Brain-dead but simple approach below; bad practice anti-pattern also (multiple rungs writing to the same values), but that is probably going to happen in any design that solves this problem.
Replicate the second rung so there are as many of that rung as there are tank signals; this could also be done with a loop, LBL and JMP in two rungs.
This implementation is only to demonstrate the concept, as it assumes the first tank state is in I:0/0, the second tank state is in I:0/1, ..., the tenth tank state is in I:0/9.

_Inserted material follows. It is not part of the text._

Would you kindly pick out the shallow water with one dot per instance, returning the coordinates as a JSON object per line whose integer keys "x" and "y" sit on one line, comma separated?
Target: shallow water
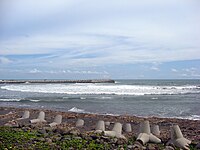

The program would be more general if it used the [Input Map] design pattern e.g. use a bit file, say B3:0/[N7:1] instead of the I1:0/[N7:1] inputs, and copy the tank states from physical inputs into a contiguous region of B3 upstream of this code. That way the tank states do not have to be in contiguous locations along the physical inputs; also in that case if an input on the PLC went south, that tank's signal wiring could be moved to another input, and the only required code change would be to one line of the input map.
Although if I were anticipating doing that, I might as well use the hard-coded inputs in the ---] [--- XIC/NOs in the first place and skip the input map. The only advantage to using indirect addressing is that the ten lines are identical i.e. object-oriented design, conceptually separating code and data, so if I want to do anything else in the counting rungs it is easy to implement.
Crud, I just talked myself out of this approach; ignore this post.